Oil prices settled higher on Thursday after an early decline as investors covered short positions ahead of the long weekend and on news that the European Union might phase in a ban on Russian oil imports. Brent futures settled up $2.92, or 2.68%, at $111.70 a barrel. U.S. West Texas Intermediate futures closed $2.70 or 2.59% higher at $106.95 a barrel. The New York Times reported that the EU was moving toward adopting a phased-in ban on Russian oil, to give Germany and other countries time to arrange alternative suppliers. A phased-in ban would force European buyers to seek alternative sources, some of which in the near term are being met by Strategic Petroleum Reserve releases, but in the future, more supplies coming out of the ground will be required, according to analysts. The IEA had warned on Wednesday that roughly 3 million barrels per day of Russian oil could be shut in from May onwards due to sanctions or buyers voluntarily shunning Russian cargoes.

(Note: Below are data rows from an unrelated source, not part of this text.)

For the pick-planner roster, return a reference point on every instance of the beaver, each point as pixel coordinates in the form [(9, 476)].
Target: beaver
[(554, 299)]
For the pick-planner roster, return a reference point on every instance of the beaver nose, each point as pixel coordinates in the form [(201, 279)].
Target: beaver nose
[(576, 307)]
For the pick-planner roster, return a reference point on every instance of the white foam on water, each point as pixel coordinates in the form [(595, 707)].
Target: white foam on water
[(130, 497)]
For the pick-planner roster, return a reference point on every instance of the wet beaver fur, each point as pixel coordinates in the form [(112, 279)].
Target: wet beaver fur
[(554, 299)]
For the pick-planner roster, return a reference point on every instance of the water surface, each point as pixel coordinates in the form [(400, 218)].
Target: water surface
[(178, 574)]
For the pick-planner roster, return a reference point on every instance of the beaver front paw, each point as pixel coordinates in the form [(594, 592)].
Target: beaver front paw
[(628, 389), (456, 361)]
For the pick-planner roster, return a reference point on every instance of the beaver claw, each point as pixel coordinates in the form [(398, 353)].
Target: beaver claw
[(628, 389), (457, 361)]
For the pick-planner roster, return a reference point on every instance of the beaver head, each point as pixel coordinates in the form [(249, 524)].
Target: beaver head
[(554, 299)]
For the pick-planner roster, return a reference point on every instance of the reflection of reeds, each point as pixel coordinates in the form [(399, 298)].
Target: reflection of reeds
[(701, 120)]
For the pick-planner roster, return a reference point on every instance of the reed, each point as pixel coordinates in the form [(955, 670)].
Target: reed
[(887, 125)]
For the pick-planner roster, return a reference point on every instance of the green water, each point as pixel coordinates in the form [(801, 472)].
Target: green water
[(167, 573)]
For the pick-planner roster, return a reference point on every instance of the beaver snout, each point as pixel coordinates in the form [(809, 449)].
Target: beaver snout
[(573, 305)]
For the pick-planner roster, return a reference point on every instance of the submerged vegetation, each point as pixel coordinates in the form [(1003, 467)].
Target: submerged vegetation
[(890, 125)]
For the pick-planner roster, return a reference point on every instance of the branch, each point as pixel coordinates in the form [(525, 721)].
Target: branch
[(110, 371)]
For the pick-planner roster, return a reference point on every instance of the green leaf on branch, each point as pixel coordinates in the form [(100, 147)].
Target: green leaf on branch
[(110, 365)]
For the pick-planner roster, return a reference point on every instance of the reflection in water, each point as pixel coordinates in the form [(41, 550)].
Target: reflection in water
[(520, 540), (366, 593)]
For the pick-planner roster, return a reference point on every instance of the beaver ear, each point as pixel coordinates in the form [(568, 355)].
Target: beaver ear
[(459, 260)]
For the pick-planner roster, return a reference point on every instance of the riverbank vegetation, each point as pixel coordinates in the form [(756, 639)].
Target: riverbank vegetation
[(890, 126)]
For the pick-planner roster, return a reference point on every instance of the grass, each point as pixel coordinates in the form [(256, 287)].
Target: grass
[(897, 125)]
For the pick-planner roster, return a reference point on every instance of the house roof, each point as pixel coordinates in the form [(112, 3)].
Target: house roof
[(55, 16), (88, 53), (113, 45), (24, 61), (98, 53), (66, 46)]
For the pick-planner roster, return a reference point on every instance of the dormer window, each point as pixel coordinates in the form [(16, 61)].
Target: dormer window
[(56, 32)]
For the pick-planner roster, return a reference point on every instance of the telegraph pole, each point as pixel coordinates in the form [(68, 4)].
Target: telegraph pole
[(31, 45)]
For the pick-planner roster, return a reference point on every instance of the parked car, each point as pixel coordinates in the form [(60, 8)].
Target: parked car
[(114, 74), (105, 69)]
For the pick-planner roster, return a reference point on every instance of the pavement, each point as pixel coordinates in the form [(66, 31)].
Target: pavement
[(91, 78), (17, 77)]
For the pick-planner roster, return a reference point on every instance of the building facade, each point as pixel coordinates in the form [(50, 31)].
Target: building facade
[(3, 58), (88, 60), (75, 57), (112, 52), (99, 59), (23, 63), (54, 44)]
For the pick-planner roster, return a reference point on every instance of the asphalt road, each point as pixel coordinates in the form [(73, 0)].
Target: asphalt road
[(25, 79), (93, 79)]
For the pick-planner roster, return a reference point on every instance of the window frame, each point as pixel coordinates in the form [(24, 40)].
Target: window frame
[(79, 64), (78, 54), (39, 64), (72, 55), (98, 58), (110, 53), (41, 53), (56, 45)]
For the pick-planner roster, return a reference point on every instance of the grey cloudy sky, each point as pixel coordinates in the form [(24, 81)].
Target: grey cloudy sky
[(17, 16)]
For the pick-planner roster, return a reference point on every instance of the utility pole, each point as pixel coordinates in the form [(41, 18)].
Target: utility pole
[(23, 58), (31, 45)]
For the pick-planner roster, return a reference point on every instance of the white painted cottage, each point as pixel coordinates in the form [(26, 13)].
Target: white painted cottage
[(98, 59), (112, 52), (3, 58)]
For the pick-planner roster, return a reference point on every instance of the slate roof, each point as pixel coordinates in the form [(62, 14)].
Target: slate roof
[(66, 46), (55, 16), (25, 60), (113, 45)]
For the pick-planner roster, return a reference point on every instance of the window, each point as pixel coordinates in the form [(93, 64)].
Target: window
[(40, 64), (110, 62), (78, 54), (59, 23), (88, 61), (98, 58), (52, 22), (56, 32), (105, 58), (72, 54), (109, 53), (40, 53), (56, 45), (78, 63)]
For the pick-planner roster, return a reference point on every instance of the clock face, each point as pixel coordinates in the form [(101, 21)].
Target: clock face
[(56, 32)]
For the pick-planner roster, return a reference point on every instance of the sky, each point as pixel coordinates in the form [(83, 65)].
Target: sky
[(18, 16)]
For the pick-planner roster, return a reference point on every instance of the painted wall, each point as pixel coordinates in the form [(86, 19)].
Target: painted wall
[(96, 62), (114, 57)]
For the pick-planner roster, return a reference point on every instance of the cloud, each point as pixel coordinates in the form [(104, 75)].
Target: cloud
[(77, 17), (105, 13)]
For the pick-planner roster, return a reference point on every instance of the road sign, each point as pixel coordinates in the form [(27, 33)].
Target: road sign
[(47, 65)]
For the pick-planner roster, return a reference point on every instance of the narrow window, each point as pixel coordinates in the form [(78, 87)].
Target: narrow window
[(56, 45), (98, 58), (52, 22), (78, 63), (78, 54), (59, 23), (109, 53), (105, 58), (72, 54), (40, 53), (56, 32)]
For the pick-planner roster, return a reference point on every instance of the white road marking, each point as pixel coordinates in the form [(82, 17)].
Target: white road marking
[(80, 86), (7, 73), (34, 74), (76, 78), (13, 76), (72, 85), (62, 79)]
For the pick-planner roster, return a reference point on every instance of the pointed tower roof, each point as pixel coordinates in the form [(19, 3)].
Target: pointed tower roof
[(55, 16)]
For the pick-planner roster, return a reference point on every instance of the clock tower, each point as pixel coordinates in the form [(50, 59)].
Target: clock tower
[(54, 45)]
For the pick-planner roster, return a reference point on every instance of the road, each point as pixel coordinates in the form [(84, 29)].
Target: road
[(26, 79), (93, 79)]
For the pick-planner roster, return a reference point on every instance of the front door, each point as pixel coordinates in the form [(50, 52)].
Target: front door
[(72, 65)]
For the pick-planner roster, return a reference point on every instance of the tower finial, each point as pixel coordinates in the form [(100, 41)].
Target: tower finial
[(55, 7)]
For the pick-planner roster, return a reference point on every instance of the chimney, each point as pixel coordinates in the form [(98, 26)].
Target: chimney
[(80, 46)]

However, on the demand side, Chinese refiners are set to cut crude throughput this month by about 6%, a scale last seen in the early days of the COVID-19 pandemic two years ago, to ease bulging fuel inventories during recent lockdowns.
Asian LNG prices stable on weak
Asian spot liquefied natural gas prices were stable last week due to muted demand from Asia amid a lockdown in China, that has allowed European gas prices to maintain a premium to keep LNG cargoes flowing to the continent. The average LNG price for May delivery into north-east Asia was estimated at $33.00 per metric million British thermal units (mmBtu), unchanged from the previous week. Europe’s TTF gas benchmark continues to retain a premium over Asian spot LNG prices, keeping flows of LNG into the bloc very strong, analysts said. The LNG market remains tight and Europe will still need to bring in large amounts of LNG to prepare for next winter and to hit storage targets, another factor to support prices going forward. Europe has imported 15.4 billion cubic meters (bcm) of LNG in March, a 32% increase from the previous month, according to Refinitiv Eikon data, and is expected to continue to attract large number of volumes, especially from the United States. In China, a lockdown due to zero-tolerance Covid-19 policy has weighed on gas demand and is proving bearish for Asian LNG prices. However, prices will likely rise once the current wave of COVID-19 infections runs its course.